A coalition of shareholders, representing 40,000 of Pearson's voting shares across the UK and US, has called for Pearson to urgently review its business strategy due to a "crisis of confidence".
Teachers' union pension funds that invest in Pearson - including the Great Britain’s National Union of Teachers - and 130 shareholders represented by the Unison Staff Pension Fund, have petitioned Pearson to "immediately conduct a thorough business strategy review of Pearson PLC", within the next six months.
The Pearson Shareholders' Resolution, which was originally sent to the company on 31st December, cited Pearson's plunging stock prices - "a drop in price of over 40% in only seven months" - as reason to believe the current strategic business plan has "failed" investors.
The shareholders also attacked the board's efforts to address "lack of confidence" in the company, and accused it of "gambling" with shareholders' pensions, in particular calling into question an overreliance on the "high-stakes testing market" and the company's establishment of low-fee private schools.
Pearson announced plans to reduce its workforce by 10% in January, accounting for 4,000 jobs, of which approximately 400 are based in the UK. However, the cost-cutting approach has been described by Unison general secretary Dave Prentis as "flawed", while Liberum analyst Ian Whittaker said the cost-cutting strategy showed "this company is both facing severe structural headwinds and […] showing an unwillingness to face up to its issues”.
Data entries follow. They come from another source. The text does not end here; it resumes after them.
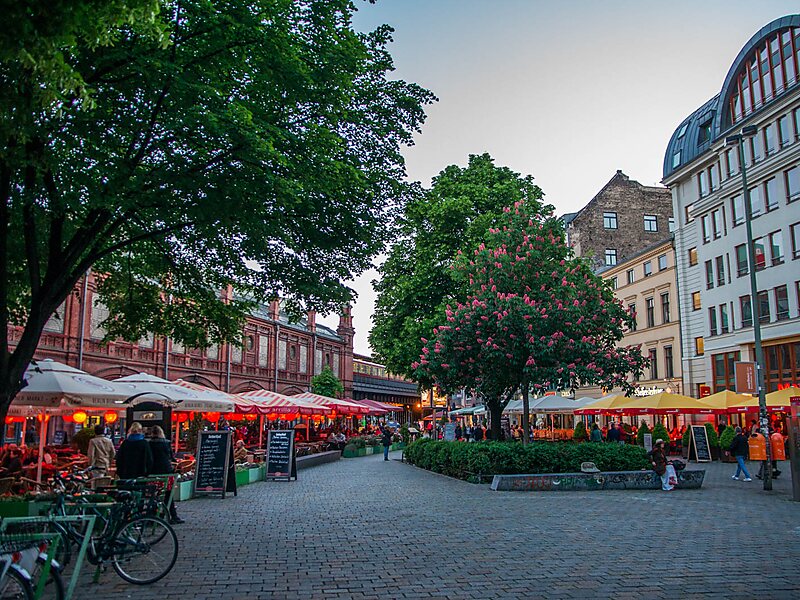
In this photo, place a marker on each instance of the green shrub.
(474, 461)
(660, 433)
(643, 428)
(580, 434)
(726, 439)
(82, 438)
(711, 434)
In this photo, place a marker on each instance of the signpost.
(745, 377)
(213, 462)
(281, 462)
(699, 450)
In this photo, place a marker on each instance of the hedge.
(474, 461)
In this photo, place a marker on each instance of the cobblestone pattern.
(367, 529)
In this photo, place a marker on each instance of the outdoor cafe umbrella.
(665, 403)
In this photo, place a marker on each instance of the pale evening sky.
(568, 91)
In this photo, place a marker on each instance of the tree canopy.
(183, 148)
(533, 314)
(416, 281)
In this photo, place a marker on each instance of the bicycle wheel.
(136, 558)
(15, 587)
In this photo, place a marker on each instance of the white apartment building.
(761, 89)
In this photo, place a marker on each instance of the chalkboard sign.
(213, 456)
(699, 449)
(281, 463)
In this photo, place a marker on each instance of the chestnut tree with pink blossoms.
(535, 316)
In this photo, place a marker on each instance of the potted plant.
(725, 441)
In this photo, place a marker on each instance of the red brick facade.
(276, 355)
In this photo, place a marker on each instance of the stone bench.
(312, 460)
(578, 482)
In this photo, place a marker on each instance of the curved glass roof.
(766, 67)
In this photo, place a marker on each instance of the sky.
(567, 91)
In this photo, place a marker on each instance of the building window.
(776, 246)
(653, 363)
(610, 220)
(706, 225)
(720, 270)
(665, 307)
(741, 260)
(781, 303)
(669, 369)
(737, 209)
(696, 303)
(760, 253)
(746, 309)
(763, 307)
(794, 231)
(712, 321)
(792, 177)
(698, 346)
(723, 318)
(724, 377)
(692, 257)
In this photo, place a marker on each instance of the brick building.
(277, 354)
(623, 218)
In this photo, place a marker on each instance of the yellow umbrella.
(725, 399)
(667, 404)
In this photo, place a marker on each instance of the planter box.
(23, 508)
(183, 490)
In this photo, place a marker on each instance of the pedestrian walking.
(739, 449)
(658, 458)
(134, 457)
(101, 452)
(387, 441)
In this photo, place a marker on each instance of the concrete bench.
(312, 460)
(575, 482)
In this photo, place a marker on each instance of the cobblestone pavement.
(367, 529)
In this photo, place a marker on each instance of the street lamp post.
(738, 140)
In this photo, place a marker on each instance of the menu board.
(281, 462)
(213, 455)
(699, 449)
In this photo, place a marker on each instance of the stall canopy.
(779, 401)
(665, 403)
(342, 407)
(188, 399)
(268, 402)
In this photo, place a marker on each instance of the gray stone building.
(623, 218)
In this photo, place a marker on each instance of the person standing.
(161, 450)
(101, 452)
(134, 457)
(387, 441)
(739, 449)
(658, 458)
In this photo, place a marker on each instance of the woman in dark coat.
(162, 464)
(134, 458)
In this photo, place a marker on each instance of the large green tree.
(416, 281)
(534, 315)
(182, 147)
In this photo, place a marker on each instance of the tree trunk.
(526, 422)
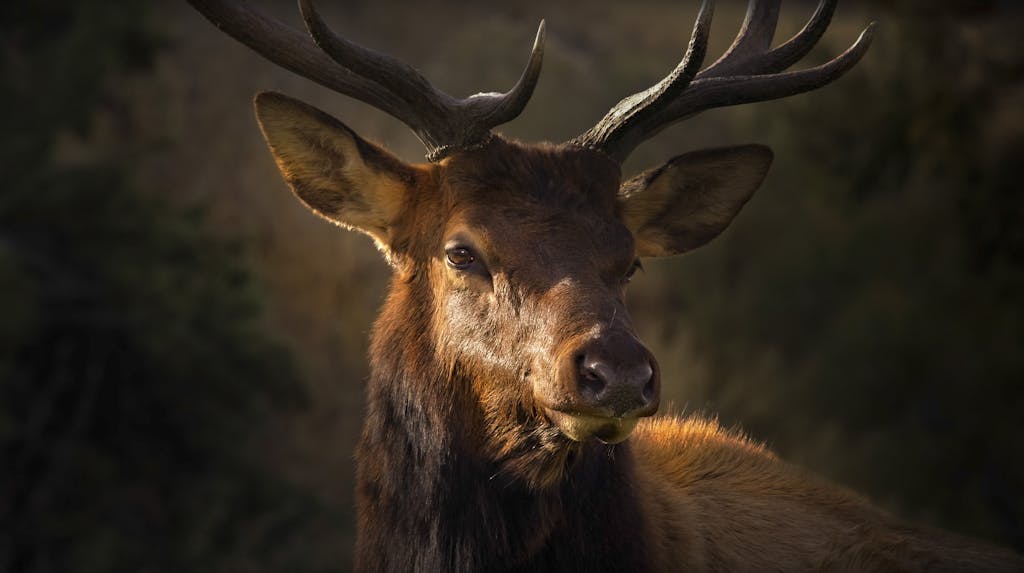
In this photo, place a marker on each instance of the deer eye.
(459, 257)
(633, 270)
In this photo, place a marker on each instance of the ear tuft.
(331, 169)
(692, 197)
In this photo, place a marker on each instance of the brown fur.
(463, 464)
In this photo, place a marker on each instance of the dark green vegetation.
(864, 314)
(867, 317)
(134, 376)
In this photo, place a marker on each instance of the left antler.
(441, 122)
(750, 71)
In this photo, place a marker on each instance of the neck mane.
(430, 499)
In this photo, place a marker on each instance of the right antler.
(441, 122)
(749, 72)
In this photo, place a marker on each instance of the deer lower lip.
(580, 428)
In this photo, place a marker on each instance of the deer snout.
(603, 387)
(615, 377)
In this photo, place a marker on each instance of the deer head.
(511, 259)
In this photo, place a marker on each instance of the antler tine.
(441, 122)
(794, 49)
(635, 108)
(401, 79)
(509, 104)
(754, 38)
(295, 51)
(749, 72)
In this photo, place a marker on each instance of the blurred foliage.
(866, 313)
(135, 381)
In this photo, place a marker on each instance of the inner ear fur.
(691, 199)
(336, 173)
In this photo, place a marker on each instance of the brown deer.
(504, 430)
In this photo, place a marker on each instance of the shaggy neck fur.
(427, 495)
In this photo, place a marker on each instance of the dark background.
(182, 345)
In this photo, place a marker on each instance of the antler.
(749, 72)
(441, 122)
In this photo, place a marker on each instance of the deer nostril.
(591, 380)
(648, 389)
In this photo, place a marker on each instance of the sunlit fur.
(459, 468)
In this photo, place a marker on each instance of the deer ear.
(333, 171)
(691, 199)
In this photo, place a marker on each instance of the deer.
(509, 422)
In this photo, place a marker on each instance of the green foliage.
(878, 334)
(135, 380)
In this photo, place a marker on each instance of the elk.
(509, 399)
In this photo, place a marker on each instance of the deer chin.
(581, 428)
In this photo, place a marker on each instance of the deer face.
(523, 253)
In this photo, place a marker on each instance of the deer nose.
(617, 377)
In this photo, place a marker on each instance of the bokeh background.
(182, 345)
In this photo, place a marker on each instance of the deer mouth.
(581, 428)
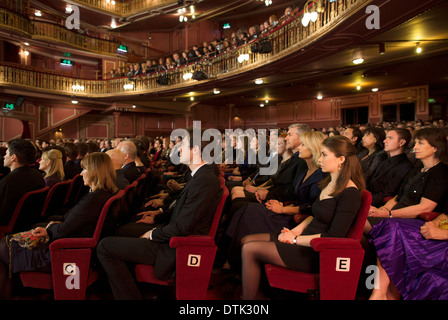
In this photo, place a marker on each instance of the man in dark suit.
(191, 214)
(22, 178)
(389, 174)
(129, 167)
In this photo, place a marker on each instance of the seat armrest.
(428, 216)
(72, 243)
(319, 244)
(176, 242)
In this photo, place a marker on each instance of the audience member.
(425, 186)
(79, 222)
(51, 164)
(22, 178)
(339, 202)
(191, 214)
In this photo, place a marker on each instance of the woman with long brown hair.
(333, 214)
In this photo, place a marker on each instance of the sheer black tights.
(257, 249)
(5, 281)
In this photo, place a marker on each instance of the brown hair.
(100, 171)
(350, 168)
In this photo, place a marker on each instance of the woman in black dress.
(424, 188)
(79, 222)
(333, 215)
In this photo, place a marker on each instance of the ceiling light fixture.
(418, 49)
(243, 57)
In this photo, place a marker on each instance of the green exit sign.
(66, 62)
(9, 106)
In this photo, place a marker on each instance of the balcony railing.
(285, 39)
(124, 9)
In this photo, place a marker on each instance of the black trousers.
(116, 254)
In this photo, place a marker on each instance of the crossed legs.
(257, 249)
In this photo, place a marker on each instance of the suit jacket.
(13, 186)
(388, 177)
(281, 182)
(192, 214)
(131, 172)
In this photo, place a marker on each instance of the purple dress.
(416, 266)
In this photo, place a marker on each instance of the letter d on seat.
(194, 260)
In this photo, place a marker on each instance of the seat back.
(357, 227)
(56, 198)
(76, 190)
(129, 195)
(27, 212)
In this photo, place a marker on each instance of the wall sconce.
(243, 57)
(187, 76)
(128, 86)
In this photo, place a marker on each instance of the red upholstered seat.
(340, 264)
(68, 253)
(27, 211)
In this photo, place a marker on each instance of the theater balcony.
(301, 70)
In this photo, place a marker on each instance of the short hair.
(24, 151)
(299, 128)
(57, 164)
(128, 147)
(404, 134)
(82, 149)
(379, 135)
(437, 139)
(100, 171)
(313, 141)
(71, 150)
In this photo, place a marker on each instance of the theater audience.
(22, 178)
(374, 154)
(191, 215)
(117, 158)
(424, 188)
(339, 202)
(130, 170)
(51, 163)
(389, 174)
(80, 221)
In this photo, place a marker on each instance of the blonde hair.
(57, 166)
(100, 171)
(313, 141)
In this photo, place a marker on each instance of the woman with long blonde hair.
(51, 163)
(79, 222)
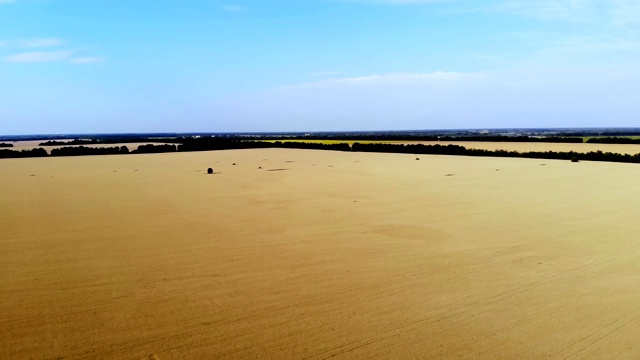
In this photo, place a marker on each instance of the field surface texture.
(318, 255)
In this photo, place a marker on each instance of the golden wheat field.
(318, 255)
(530, 146)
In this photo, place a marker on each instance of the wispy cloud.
(234, 8)
(38, 57)
(324, 73)
(41, 42)
(32, 43)
(394, 78)
(51, 56)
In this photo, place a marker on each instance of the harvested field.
(346, 255)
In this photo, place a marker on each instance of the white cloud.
(51, 56)
(324, 73)
(38, 57)
(395, 78)
(234, 8)
(35, 42)
(41, 42)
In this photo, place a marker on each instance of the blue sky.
(71, 66)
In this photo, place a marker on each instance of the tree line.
(213, 143)
(614, 140)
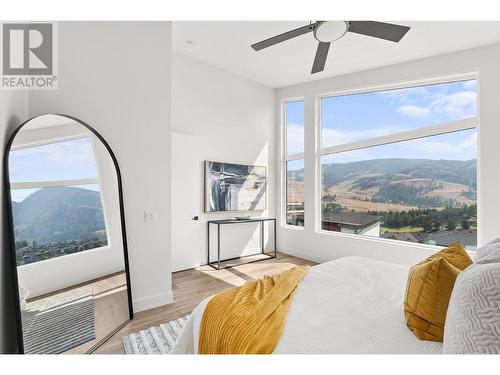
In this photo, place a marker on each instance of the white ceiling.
(227, 45)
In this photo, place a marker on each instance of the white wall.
(322, 247)
(115, 76)
(228, 118)
(13, 111)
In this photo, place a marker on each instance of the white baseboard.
(151, 302)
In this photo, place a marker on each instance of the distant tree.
(451, 224)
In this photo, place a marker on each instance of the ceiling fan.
(326, 32)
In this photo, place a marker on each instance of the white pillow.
(490, 250)
(473, 319)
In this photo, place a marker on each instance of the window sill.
(292, 227)
(388, 241)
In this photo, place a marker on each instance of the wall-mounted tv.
(234, 187)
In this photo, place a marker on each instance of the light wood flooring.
(192, 286)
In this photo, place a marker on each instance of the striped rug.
(60, 328)
(154, 340)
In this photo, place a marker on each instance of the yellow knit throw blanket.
(249, 319)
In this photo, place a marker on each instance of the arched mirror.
(67, 236)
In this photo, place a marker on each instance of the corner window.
(57, 210)
(293, 163)
(401, 164)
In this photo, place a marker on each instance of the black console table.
(216, 265)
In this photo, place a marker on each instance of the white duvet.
(349, 305)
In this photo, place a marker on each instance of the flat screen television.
(234, 187)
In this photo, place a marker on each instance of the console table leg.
(218, 246)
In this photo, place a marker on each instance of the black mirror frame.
(10, 223)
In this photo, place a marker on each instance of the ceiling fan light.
(329, 31)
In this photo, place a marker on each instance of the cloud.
(465, 149)
(420, 102)
(472, 84)
(333, 137)
(459, 104)
(414, 111)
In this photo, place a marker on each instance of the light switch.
(150, 216)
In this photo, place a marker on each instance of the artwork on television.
(234, 187)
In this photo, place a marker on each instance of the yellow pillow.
(455, 254)
(428, 291)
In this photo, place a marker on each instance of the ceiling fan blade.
(282, 37)
(381, 30)
(320, 58)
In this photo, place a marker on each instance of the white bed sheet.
(349, 305)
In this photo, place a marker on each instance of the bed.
(349, 305)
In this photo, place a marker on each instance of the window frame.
(285, 158)
(444, 128)
(66, 183)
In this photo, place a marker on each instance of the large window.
(293, 162)
(401, 164)
(56, 200)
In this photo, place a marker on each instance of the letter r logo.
(27, 49)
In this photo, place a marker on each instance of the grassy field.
(402, 230)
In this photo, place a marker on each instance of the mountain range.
(57, 215)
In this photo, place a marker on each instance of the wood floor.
(110, 305)
(190, 287)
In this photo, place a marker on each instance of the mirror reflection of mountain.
(58, 221)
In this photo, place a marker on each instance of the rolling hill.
(58, 215)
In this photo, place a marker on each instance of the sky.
(72, 159)
(351, 118)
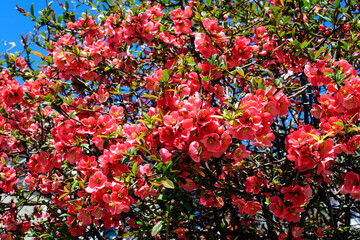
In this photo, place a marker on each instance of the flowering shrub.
(184, 120)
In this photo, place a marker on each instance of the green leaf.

On behalf of the 33,000 Pearson shares Unison represents, Prentis said Unison would be raising "serious concerns" about how Pearson is run at its annual meeting this April, arguing the company was "failing to respond to changes in the education market in the United States, where it makes 60% of its profits" with testing budgets are at risk from a change in the law as movements against compulsory testing grow.
He said: “Pearson has put too many of its eggs in the US testing basket, and unions are right to be concerned that the company risks gambling away the current and future pensions of hardworking public sector employees. The company is shedding thousands of jobs in an attempt to turn the business around, but this flawed approach won’t address the deeper problems in its main U.S. market.
“Rather than continue to focus the business on politically poisonous high-stakes testing, and axing the jobs of thousands of employees, c.e.o. John Fallon should be conducting a wholesale reassessment of Pearson’s strategic vision.”
Kevin Courtney of the National Union of Teachers, part of Trade Union Fund Managers, added: “It’s clear that Pearson’s business model is failing shareholders, and it’s also clear that the high-stakes testing regime promoted by the company is damaging children and the teaching profession leading to an ‘exam factory’ culture in schools. We want Pearson to base its business model on helping teachers deliver the best for children across the globe.”
A spokesperson for Pearson - which has 821m shares in total - said that testing accounted for less than 10% of its revenues, and pointed to a 20% rise in its share price since January following the announcement of Pearson's cost-cutting "recovery" plan.
"We welcome engaged shareholder discussion and will be sharing the resolution with our shareholders, alongside a response from Pearson," the Pearson spokesperson said. "We will ensure that the Pearson board gives this resolution due consideration.
"The recent review of Pearson’s business published in January has laid out clear plans to simplify and integrate Pearson’s business, and position the company for sustained growth."
Analysts at Citi Research have backed Pearson's strategy, saying that while the shareholders' "angst" was "understandable", the resolution was "somewhat misguided and at worst misleading", because it overestimated the impact of new law and because US testing was not the primary driver of the challenges experienced by Pearson last year. The research company added it was not "overly concerned" by the resolution, suggesting it was a "public relations exercise" since teachers' unions are by and large not in favour of testing.
"In short, although any shareholder voice is important, it strikes us that it would be possibly easier for the shareholders concerned to simply sell their 40,000 shares (current market value of £350,000) than agitate for a change in strategic direction," the analysts said. "That they are suggests to us that this is a public relations exercise rather than a true effort to create shareholder value."
It added the resolution merely underlined the point that "for Pearson there is a constant risk that not all stakeholders in the educational process can be aligned all of the time".